Google is now prioritizing local businesses with new ad tools. Which is fantastic.

The tv spot that goes along with the launch is showing just how fantastic this initiative is.

6. In Da House!

TikTok is staying on American soil, as you’ve read on the news. Thus begins the long journey of sustaining its position as a cultural phenom, and not a passing thing.

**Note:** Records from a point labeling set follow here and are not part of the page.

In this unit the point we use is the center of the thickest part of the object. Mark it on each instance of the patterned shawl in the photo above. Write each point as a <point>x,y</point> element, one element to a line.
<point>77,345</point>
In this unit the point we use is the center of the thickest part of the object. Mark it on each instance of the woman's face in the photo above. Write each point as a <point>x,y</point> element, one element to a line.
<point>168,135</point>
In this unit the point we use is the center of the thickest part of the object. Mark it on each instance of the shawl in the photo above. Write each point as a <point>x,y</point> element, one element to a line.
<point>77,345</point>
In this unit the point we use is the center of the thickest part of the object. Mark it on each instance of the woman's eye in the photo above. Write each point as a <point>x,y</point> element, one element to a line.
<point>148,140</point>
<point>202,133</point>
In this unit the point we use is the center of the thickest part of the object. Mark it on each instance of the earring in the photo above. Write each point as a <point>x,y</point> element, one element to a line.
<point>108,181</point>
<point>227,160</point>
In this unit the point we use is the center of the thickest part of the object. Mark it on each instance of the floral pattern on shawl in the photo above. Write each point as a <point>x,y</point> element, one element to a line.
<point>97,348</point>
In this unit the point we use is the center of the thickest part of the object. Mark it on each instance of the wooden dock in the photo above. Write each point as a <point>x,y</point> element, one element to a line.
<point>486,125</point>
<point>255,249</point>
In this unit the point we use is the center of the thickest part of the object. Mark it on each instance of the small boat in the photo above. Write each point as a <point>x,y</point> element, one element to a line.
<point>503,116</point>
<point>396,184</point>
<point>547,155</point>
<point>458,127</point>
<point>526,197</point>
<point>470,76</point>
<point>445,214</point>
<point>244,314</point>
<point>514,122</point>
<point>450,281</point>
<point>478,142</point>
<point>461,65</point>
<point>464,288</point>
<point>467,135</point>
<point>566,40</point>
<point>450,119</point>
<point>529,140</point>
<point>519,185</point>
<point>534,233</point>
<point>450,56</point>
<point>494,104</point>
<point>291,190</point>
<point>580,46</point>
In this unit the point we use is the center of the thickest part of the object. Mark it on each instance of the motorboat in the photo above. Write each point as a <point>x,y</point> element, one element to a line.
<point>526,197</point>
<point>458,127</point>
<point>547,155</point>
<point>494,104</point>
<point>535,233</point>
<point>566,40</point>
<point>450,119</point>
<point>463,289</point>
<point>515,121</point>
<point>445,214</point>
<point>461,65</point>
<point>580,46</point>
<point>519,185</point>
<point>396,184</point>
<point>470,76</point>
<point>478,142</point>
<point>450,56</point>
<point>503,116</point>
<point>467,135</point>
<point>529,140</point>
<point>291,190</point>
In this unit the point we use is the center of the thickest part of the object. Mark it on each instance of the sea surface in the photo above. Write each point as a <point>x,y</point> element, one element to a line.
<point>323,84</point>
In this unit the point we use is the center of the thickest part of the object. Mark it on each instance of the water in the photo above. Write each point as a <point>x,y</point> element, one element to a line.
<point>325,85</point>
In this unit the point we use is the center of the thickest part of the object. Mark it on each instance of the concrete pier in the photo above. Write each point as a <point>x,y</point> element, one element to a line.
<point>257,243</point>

Here’s ispot.tv’s description this tv spot: “As Curtis Roach raps about his boredom at home, TikTokers around the world showcase their own boredom. From stacking cups to baby reveals, the creators have found a variety of creative ways to keep themselves entertained. To hold the boredom at bay there will be dancing, ping pong balls, roller skating and much more. TikTok says that if something is in culture, it began on TikTok.”

7. I want to be like Travis

The Travis Scott meal at McDonalds became the biggest thing in burgers since sliced buns.

But still, this ad – with more than 3.3 million views on YT:

Mostly just reminded us of Little Penny (and Chris Rock, obvs)

8. Kings of the house

And we’ll let you off with this: How do you get the biggest footballers to wear your shirt without paying them millions of dollars?

Burger King and Stevenage FC (who?) with the answer:

And the best thing about it? It’s not some small brand with limited marketing budgets that came up with this idea. To teach us that creativity and innovation can still come from money.